Review: Dear Mrs. Bird and Yours Cheerfully by A.J. Pearce

by Joli
Dear Mrs. Bird and Yours Cheerfully

Today, I’m reviewing both Dear Mrs. Bird and Yours Cheerfully from A.J. Pearce’s Emmy Lake Chronicles. Stick around to find out which one I liked more than the other!

Dear Mrs. Bird Summary

London 1940, bombs are falling. Emmy Lake is Doing Her Bit for the war effort, volunteering as a telephone operator with the Auxiliary Fire Services. When Emmy sees an advertisement for a job at the London Evening Chronicle, her dreams of becoming a Lady War Correspondent seem suddenly achievable. But the job turns out to be typist to the fierce and renowned advice columnist, Henrietta Bird. Emmy is disappointed, but gamely bucks up and buckles down.

Mrs Bird is very clear: Any letters containing Unpleasantness—must go straight in the bin. But when Emmy reads poignant letters from women who are lonely, may have Gone Too Far with the wrong men and found themselves in trouble, or who can’t bear to let their children be evacuated, she is unable to resist responding. As the German planes make their nightly raids, and London picks up the smoldering pieces each morning, Emmy secretly begins to write letters back to the women of all ages who have spilled out their troubles.

Prepare to fall head over heels with Emmy and her best friend, Bunty, who are spirited and gutsy, even in the face of events that bring a terrible blow. As the bombs continue to fall, the irrepressible Emmy keeps writing, and readers are transformed by AJ Pearce’s hilarious, heartwarming, and enormously moving tale of friendship, the kindness of strangers, and ordinary people in extraordinary times.

Yours Cheerfully Summary

London, November 1941. Following the departure of the formidable Henrietta Bird from Woman’s Friend magazine, things are looking up for Emmeline Lake as she takes on the challenge of becoming a young wartime advice columnist. Her relationship with boyfriend Charles (now stationed back in the UK) is blossoming, while Emmy’s best friend Bunty, still reeling from the very worst of the Blitz, is bravely looking to the future. Together, the friends are determined to Make a Go of It.

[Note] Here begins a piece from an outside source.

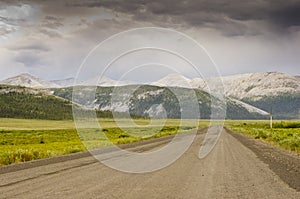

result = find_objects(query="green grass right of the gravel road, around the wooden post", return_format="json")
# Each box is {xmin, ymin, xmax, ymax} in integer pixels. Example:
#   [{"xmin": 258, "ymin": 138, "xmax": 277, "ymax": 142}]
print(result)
[{"xmin": 226, "ymin": 121, "xmax": 300, "ymax": 154}]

When the Ministry of Information calls on Britain’s women’s magazines to help recruit desperately needed female workers to the war effort, Emmy is thrilled to be asked to step up and help. But when she and Bunty meet a young woman who shows them the very real challenges that women war workers face, Emmy must tackle a life-changing dilemma between doing her duty and standing by her friends.

My Reviews

When I found out I would be able to receive an ARC of Yours Cheerfully in exchange for an honest review, I decided that I’d read Dear Mrs. Bird first. Although it’s possible for Yours Cheerfully to stand alone, I definitely think reading them in order helped me enjoy the second one more. Although it goes over some of the big points of what happened in Mrs. Bird, I’m glad I read it first.

When I started Dear Mrs. Bird, I had a little bit of a hard time at first getting into the writing style. It’s different than what I’ve read in historical fiction before. The author chooses to capitalize some things, and that’s a style that put me off a little. For instance, Emmy might explain something as “having become Quite the Big Thing.” However, as I kept reading, I got more used to it and it didn’t bother me quite so much. Still, the grammarian in me had kind of a hard time!

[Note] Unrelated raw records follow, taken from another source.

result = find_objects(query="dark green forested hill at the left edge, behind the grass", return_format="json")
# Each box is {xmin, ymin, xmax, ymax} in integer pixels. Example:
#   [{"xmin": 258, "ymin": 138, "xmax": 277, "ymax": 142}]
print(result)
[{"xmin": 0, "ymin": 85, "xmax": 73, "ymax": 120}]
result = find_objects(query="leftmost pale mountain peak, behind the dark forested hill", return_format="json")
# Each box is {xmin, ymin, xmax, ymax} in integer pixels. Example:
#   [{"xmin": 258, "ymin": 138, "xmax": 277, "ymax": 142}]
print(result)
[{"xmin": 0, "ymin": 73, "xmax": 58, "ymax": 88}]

The plot was really light to begin with, but it got deeper and less fluffy for sure. Still, even when the subject matter got heavy with war fallout, Emmy is so good-natured and talks in such a…sweet? way that it’s heavy without feeling too gloomy.

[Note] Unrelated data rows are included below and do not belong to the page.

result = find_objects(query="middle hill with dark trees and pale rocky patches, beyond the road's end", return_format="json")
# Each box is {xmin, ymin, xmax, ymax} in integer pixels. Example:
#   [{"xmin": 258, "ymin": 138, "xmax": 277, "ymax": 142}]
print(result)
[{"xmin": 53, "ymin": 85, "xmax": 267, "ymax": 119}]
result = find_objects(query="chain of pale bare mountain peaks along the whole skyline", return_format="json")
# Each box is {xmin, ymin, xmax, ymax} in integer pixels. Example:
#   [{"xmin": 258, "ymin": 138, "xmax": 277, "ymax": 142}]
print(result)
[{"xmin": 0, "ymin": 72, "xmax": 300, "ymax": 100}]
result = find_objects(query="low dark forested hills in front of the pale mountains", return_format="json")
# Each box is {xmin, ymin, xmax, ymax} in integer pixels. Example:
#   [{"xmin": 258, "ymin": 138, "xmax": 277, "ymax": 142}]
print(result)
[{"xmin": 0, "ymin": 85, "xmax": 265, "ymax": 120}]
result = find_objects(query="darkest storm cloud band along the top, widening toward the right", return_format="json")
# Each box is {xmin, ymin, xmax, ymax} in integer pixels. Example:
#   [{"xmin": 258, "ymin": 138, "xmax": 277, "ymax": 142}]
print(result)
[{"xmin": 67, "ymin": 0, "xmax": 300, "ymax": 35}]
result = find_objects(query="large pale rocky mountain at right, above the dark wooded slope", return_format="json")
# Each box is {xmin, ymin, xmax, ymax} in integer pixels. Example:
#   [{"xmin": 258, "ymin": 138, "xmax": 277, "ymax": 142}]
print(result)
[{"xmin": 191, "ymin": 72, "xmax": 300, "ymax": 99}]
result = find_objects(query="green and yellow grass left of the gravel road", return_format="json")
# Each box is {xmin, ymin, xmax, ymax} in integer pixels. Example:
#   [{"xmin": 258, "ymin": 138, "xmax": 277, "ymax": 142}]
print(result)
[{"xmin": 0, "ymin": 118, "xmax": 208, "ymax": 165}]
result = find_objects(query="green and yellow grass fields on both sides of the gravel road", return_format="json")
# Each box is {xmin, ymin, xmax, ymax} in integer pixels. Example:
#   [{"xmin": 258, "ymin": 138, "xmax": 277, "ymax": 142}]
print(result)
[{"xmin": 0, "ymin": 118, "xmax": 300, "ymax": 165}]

Overall, I found Dear Mrs. Bird light, yet it tackles difficult subject matter. The portrayal of friendship was so heartwarming, it was just a fun read. I gave it 4.5 stars overall.

Yours Cheerfully had the same feel to it, and the same style. The same capitalizations. I once again enjoyed Emmy’s spirit, but unfortunately I didn’t end up loving this one as much as Dear Mrs. Bird.

While the story focused a lot of women’s empowerment, which was fun to read, it didn’t get as serious as Mrs. Bird. It just stayed on the light side of things for me the whole time.

And because it stayed light, I have to admit I got a little bit bored. I felt invested in the story and liked it enough to keep going, but I was somewhat disappointed.

So for ratings, I gave Dear Mrs. Bird 4.5 stars and Yours Cheerfully 3. If you’re a historical fiction lover, definitely pick up Dear Mrs. Bird! But I’ll leave Yours Cheerfully up to you.